Charlie, however, has been fighting hard. His urine output has been minimal (at times none). His O2 sats were higher than they would like, and his lactate was still rising. His blood pressure was lower than they would like. The doctors were unsure of the course of action to take. They were between putting him on ECMO to allow his body to rest and recover, or just waiting and seeing if he could recover. The compromise they came upon was that they would go back into his chest (which is still open from the Norwood), and put a stitch into the Sano shunt they placed. Their reasoning was that maybe the shunt was too big, and allowing too much blood to enter the lungs, and not enough to flow through the body. They were hoping this is why the kidneys were not being perfused.

The procedure went well, but only half of what they had hoped would happen did. The lactate levels are down, his oxygen levels are down to where they should be. The kidneys, however, are still not functioning, and his blood pressure is still low.

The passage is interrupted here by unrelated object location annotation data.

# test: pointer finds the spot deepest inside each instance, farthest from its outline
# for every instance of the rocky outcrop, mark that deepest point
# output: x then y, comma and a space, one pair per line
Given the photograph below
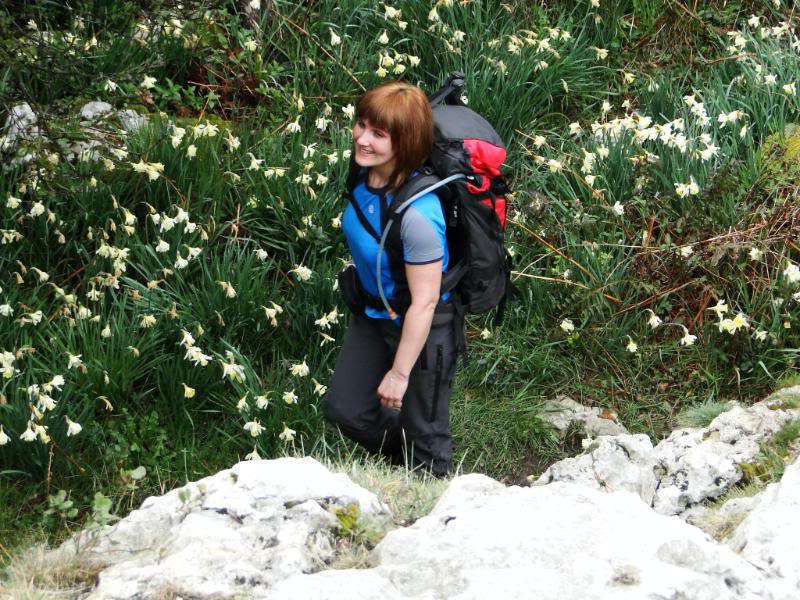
563, 412
611, 463
690, 467
234, 534
262, 530
269, 529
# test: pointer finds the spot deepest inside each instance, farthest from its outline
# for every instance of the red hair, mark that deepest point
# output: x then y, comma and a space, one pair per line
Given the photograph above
402, 110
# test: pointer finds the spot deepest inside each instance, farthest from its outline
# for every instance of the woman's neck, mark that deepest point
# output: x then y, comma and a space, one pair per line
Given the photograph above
377, 178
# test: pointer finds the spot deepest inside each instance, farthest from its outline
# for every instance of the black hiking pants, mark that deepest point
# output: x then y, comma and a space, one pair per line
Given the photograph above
419, 433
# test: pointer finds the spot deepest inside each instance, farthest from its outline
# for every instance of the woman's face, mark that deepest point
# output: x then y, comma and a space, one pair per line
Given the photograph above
373, 146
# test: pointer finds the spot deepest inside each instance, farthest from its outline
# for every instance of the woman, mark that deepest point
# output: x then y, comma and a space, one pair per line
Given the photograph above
406, 363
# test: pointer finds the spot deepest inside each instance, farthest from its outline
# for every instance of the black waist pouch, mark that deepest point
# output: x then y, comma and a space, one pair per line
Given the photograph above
351, 290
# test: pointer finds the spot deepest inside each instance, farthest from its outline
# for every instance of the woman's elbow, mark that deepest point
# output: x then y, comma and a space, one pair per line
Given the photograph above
425, 303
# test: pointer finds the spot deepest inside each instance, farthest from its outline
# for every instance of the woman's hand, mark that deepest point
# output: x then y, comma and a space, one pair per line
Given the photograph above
392, 389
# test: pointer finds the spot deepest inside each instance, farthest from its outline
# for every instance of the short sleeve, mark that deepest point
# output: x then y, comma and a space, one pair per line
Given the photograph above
422, 240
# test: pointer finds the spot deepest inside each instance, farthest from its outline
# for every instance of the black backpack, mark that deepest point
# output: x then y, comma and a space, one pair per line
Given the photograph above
464, 170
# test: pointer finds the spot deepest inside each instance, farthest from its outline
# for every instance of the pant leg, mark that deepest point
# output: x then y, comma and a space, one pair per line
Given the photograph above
425, 415
352, 401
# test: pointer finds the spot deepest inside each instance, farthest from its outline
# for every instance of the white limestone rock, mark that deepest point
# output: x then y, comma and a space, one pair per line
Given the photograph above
93, 110
695, 465
563, 411
554, 542
769, 536
232, 534
610, 463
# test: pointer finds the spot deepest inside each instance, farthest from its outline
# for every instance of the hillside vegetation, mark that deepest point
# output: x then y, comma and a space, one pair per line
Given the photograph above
167, 304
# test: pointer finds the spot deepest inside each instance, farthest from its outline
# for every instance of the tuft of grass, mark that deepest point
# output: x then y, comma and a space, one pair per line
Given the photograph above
40, 572
780, 450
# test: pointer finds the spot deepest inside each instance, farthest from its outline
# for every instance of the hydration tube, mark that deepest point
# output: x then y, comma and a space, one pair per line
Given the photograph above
385, 234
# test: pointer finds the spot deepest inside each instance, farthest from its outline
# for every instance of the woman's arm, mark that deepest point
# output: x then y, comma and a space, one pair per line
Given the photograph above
424, 283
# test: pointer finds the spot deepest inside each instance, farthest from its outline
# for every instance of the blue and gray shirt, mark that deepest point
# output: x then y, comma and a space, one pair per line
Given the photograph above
422, 232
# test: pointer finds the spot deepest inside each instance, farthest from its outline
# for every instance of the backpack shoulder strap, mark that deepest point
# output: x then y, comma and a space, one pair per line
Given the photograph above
411, 188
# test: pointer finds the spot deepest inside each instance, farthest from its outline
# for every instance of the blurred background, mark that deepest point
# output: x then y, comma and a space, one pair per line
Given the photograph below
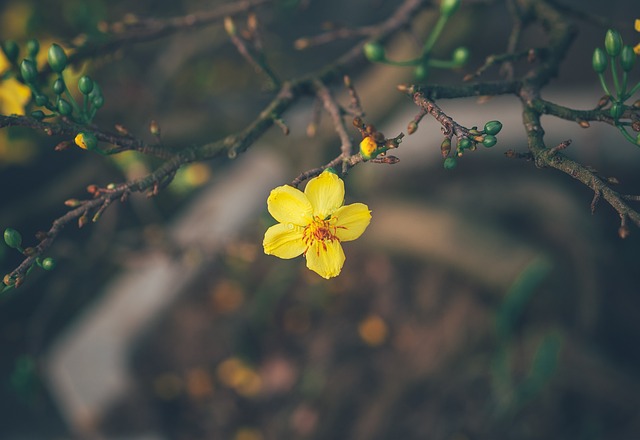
482, 302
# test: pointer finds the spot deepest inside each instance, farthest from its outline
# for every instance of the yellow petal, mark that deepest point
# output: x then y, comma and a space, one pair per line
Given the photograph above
326, 193
13, 97
4, 62
289, 205
325, 258
284, 241
352, 220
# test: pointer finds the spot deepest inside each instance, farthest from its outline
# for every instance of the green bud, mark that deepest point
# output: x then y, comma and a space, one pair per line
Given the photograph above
613, 42
37, 114
33, 47
64, 108
29, 71
13, 238
48, 263
616, 110
460, 56
421, 72
96, 96
57, 58
493, 127
627, 58
11, 50
59, 86
85, 85
98, 101
450, 163
489, 141
449, 7
599, 60
374, 52
41, 100
445, 147
464, 143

Pretty much the end result of this procedure is that, overall, he is a little better - just not exactly where they would have liked him to be. The way they worded it was, this is where they would have liked to have seen him right after surgery. He just took a little longer to get to this point than we had hoped.

As of last night, they placed him on peritoneal dialysis in order to give his kidneys a break. The dialysis is going well so far. His kidney function tests are not very good, and at this point they are trying to figure out if any permanent damage was done, or if maybe there are some congenital issues they were unaware of. He had a renal ultrasound today whose results we are waiting on, and will have more renal function tests this weekend. We are praying that they will find what may be wrong, so we can work on how to fix it.

We have been blessed to have our family members here on a daily basis thus far. Noah has always had someone watching him and snuggling him so we can spend time with his little brother. The staff here is incredible - the one time it was just the two of us, the unit clerk stayed with Noah so we could talk to the doctor together. It has been a really difficult, but amazing experience. Thanks so much for the prayers and the love. If you'd like to know how to help, what we need the most now more than ever is prayer. We've already seen the power of prayer at work all week! Please keep them coming, especially prayer for strength - that we can all be strong enough for Charlie when he needs us the most.